Regardless, as the above-quoted footnote confirms, entitlement to appointed counsel for the respondent parent will no longer be conditioned upon a request for appointed counsel. See also Ala. Code § 12-15-308(c) (“[a]t the commencement of the 72-hour hearing requirement, the juvenile court shall advise the parent, legal guardian, or legal custodian of the right to counsel and shall appoint counsel if the juvenile court determines he or she is indigent”); N.G. & P.G. v. Blount Cty. Dep’t of Human Res., 216 So. 3d 1227, 1235 (Ala. Civ. App. 2016) (“Section 12-15-308(c) creates a statutory duty on the part of a juvenile court to inform a parent at a shelter-care hearing of his or her right to counsel and to affirmatively investigate the ability of the parent to afford counsel if the circumstances indicate that the parent might be indigent.”) (internal citations omitted).
In its most recent interpretation of former Ala. Code § 12-15-63 (the dependency statute), the Court of Civil Appeals held that the right to appointed counsel where parental rights are at stake (including dependency cases) applies to every stage of the proceedings, including appeal.

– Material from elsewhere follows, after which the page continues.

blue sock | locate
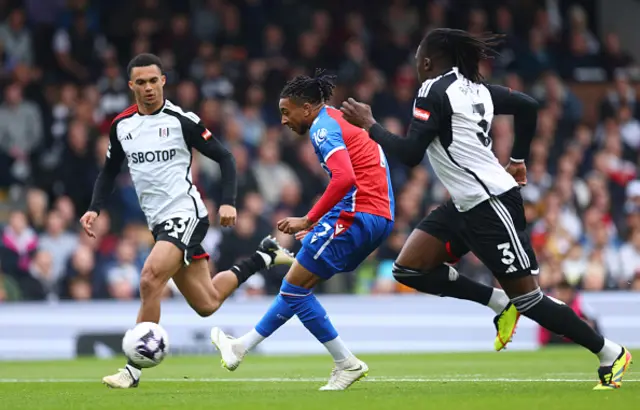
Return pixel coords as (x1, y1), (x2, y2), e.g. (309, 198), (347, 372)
(256, 295), (294, 337)
(280, 280), (338, 343)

R.H. v. D.N., 5 So. 3d 1253, 1255 (Ala. Civ. App. 2008). The R.H. court held that the Juvenile Court erred in failing to appoint the mother counsel when the dependency case was on appeal. Id. Although the Court remanded the case to the juvenile court with instructions to appoint counsel for purposes of the appeal, two dissenting justices would have reversed the judgment terminating parental rights and ordered a new trial because the juvenile court had allowed the case to proceed while the mother was not represented by counsel, a remedy akin to that afforded to criminal defendants totally deprived of their Sixth Amendment right to counsel. Id. at 1256.

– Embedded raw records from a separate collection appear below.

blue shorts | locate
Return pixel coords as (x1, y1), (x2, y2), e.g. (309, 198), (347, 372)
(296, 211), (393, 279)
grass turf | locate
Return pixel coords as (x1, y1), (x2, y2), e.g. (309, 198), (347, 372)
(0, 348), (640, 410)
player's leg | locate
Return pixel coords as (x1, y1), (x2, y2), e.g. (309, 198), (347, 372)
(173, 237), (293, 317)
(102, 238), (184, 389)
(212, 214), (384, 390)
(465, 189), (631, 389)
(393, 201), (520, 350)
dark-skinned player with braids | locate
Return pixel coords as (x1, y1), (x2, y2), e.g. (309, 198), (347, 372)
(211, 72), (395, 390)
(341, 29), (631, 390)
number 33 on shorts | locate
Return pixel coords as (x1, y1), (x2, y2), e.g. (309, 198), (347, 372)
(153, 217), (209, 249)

However, the Court of Civil Appeals has not yet reached the question as to whether Ala. Code § 12-15-305(b) requires appointment of counsel for parents in privately-initiated dependency proceedings. In T.L. v. W.C.L., grandparents filed a juvenile court proceeding in which they and the child’s indigent biological mother stipulated that the child was dependent. 203 So. 3d 66 (Ala. Civ. App. 2016). Mother requested counsel, but the trial court denied the request, reasoning that Ala. Code § 12-15-305(b) is inapplicable in private dependency matters. Mother’s subsequent motion to set the dependency judgment aside on the basis that she was deprived of counsel was denied. On appeal, the T.L. Court affirmed the trial court’s denial of mother’s motion to set aside and refused to determine whether the trial court erred in its construction of § 12-15-305(b). The Court reasoned that such motions are granted only where an order is entered in a manner inconsistent with due process, and no due process violation was present here. The only appropriate vehicle to challenge the violation of a statutory right—if one were present—reasoned the T.L. Court, is an appeal.